Jamaican pot, attempted murder, lies, sex and blackmail. Carl Hiaasen’s “Skinny Dip” covers all of this and more, offering a perfect combination of high comedy and subtle social commentary.
From the get-go, Hiaasen grabs the reader’s attention with the eventful second wedding anniversary of lowlife Chaz Perrone and his simply lovely wife, Joey. When she presents him with a thoughtful gift of leather golf club covers while aboard their cruise, he returns the favor with what (he imagines to be) a stealthy maneuver to throw her overboard.
The reason for this attempted homicide is unclear until midway through the novel, but each new detail that emerges is more off-the-wall and delightfully intriguing than the one before, especially when Joey starts scheming her revenge.
Joey, it turns out, survives the attempt thanks to her history as a champion swimmer and a bizarre bit of good luck. She happens upon a bale of fine Jamaican weed, which she clings to, until she conveniently washes up (naked) on ex-cop Mick Stranahan’s shore.
Mick is more than willing to help Joey in her plots after she turns down his offer to turn Chaz in to the authorities. It swiftly becomes clear that Joey will exact her revenge, and the reader is alleviated of any fear for the “good guys,” by watching how the bad guys are brought down. It is ridiculous and engrossing in its expert absurdity.
Chaz, a marine biologist with an advanced degree from a diploma factory, works for the corrupt Red Hammernut, a ‘businessman’ who doesn’t want his successful farming business interfered with by pollution regulations on the Everglades. Chaz’s loose morals lend themselves perfectly to his purposes, but also eventually bring about his comeuppance.
Chaz’s morals, such as they are, extend to his love of similarly loose women, which in turn leads to a reliance on Viagra following Joey’s decision to “haunt” him, which, like Hiaasen’s other running jokes, is woven throughout the text so deftly that each time it pops up the joke elicits a chuckle.
Though Chaz is undoubtedly a good-for-nothing of the highest (or lowest) class, Hiaasen crafts a number of other wacky, thoroughly absorbing characters to add to the cast. The enormous, overly hairy and under-educated bodyguard Red, assigned to Chaz, appears at first a cold-hearted hick, (who could love a man with a habit of stealing pain-killers from elderly cancer patients?) but actually comes to be the novel’s moral compass.
Meanwhile, Detective Karl Rolvaag, a transplant to Southern Florida who can’t wait to get back to Idaho, provides endless dry humor and habits ill-suited to his conservative condominium complex, such as his beloved pythons — which leads to another running gag involving his neighbors’ firm belief that the giant snakes are devouring their pint-sized pups.
When Rolvaag encounters Tool, the hilarity only increases, as Tool’s odd habit of stealing highway crosses commemorating crashes is revealed. Rolvaag embarks on a farcical interrogation, wherein Tool claims, in all sincerity, that the cross is for his 45-year-old dog, recently deceased in a plane crash. Rolvaag’s wry humor is apparent here as Hiaasen writes, “(he) was enjoying himself. Interludes with such entertaining freaks would be rare once he got back to Minnesota.”
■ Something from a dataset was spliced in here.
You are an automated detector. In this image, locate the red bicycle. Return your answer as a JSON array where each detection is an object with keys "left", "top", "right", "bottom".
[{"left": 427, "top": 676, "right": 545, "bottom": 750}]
Mick and Joey’s scheming (and budding romance) make up the major meat of the plot, and this is no less enjoyable than the other minor examples mentioned thus far, but you simply have to read the book to understand Hiaasen’s comic genius in this rare screwball-genre novel.
Hiaasen writes with a smart, unsparing wit about contrasting extremes of unintelligent and bright characters, and each one will draw you further into the often insane but unfailingly diverting world he has created. “Skinny Dip” is a zany, slapstick, simply outstanding romp through Southern Florida and the “entertaining freaks” who inhabit it.